Saturday 7 March 2009

Peter Morgan Part 2

The pattern was rarely broken: three pints in the Albert after school – four on a Friday when I did my shopping and bought all manner of interesting things. The Albert served the finest Bass in Newport, the quality only diminishing when they changed the vats in the brewery sometime in the late seventies. We sat in the back room, surrounded by oak-paneled walls and small, round tables that looked like islands depending on how much you'd had to drink. And we talked some very important stuff, none of which I can remember now.

Two others sat with us, Merv, sharp eyes peering through spectacles, an opinion on everything, and now almost certainly dead, Mike, a shy hairdresser who looked like a boxer, and - holding court - Peter Morgan. Then, he had a sleek porcine appearance, jet black hair and neat mustache; ruddy faced, with blue hard-boiled eyes that stared at you from gold rimmed glasses. His lips were usually pursed, waiting for the cigarette held some distance from his face. He held a cigarette like Lauren Bacall.

Things changed. The Albert closed down and we moved to Conti’s (now also closed down) in Skinner Street. Damn it. I can’t remember the beer, I think it was Bass. I can remember Peter sitting between my brother and a very drunk Glaswegian, and trying to understand the conversation going on over his head. With the catarrhal consonants of Scouse, and the rapid guttural of the Glaswegian bouncing across him, Peter sat bemused and wreathed in blue smoke.

And then disaster struck. Peter fell in love. Now he and Aileen held court together, sitting on high bar stools, surveying the world. It should have been good – especially the birth of a daughter. Only two things conspired against him.
Drink is a dangerous friend. Even more dangerous are those anal Catholics who confuse rectitude with intelligence and compassion, the kind that make Pharisees look good.

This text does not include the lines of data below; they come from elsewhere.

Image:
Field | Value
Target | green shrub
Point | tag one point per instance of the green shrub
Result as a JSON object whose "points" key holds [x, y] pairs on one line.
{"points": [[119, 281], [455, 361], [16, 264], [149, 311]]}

Peter was a ‘divorcee’ – acceptable just so long as he didn’t marry again – not at least if he wished to retain his job in a Catholic School. This ironically did not apply to non-catholic staff. Peter was more than willing to give up his pastoral role as Head of Year but the millstones were grinding…Peter had to go.

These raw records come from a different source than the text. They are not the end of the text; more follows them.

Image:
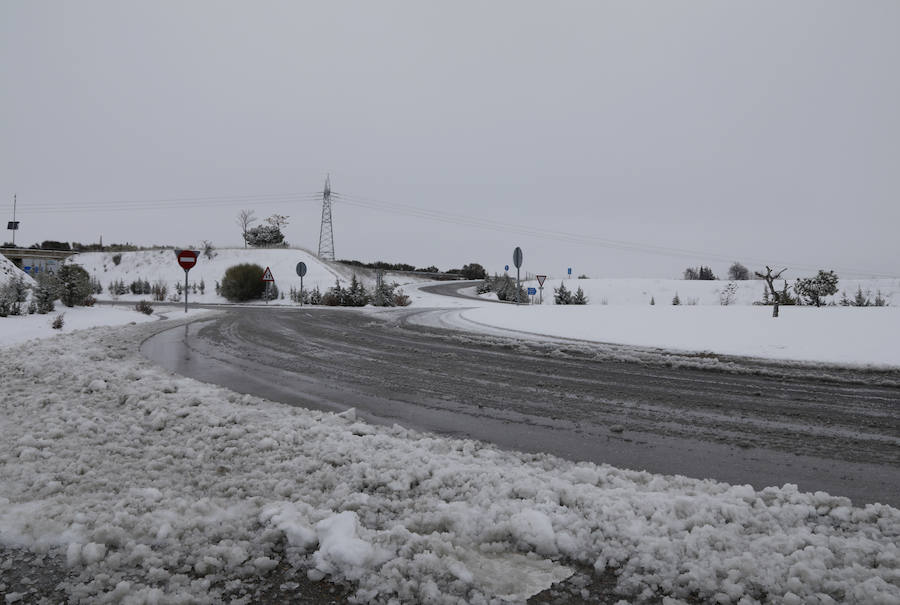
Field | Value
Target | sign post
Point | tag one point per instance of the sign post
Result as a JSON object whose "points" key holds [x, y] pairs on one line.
{"points": [[541, 279], [301, 271], [517, 261], [187, 259], [267, 277]]}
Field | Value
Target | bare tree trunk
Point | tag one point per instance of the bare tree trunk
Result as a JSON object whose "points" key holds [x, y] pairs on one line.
{"points": [[770, 281]]}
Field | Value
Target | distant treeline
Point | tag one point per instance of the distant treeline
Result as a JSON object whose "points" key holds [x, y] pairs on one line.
{"points": [[79, 247], [470, 271]]}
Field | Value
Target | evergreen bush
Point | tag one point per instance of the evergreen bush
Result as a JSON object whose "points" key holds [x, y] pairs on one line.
{"points": [[74, 285], [243, 282], [561, 295]]}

The process was brutal and he began drinking more heavily than ever – especially when he was given a ‘non-job’ in Hartridge, a neighboring comprehensive. Soon after that his marriage broke up.

A fortnight after I’d bumped into him, holding my sweet-jar, he was dead.
Pete Morgan had loved St Josephs but it was one divorce too many.
The one lesson I learnt was to deal with institutions rather like you would dine with the devil thought perhaps with a longer spoon.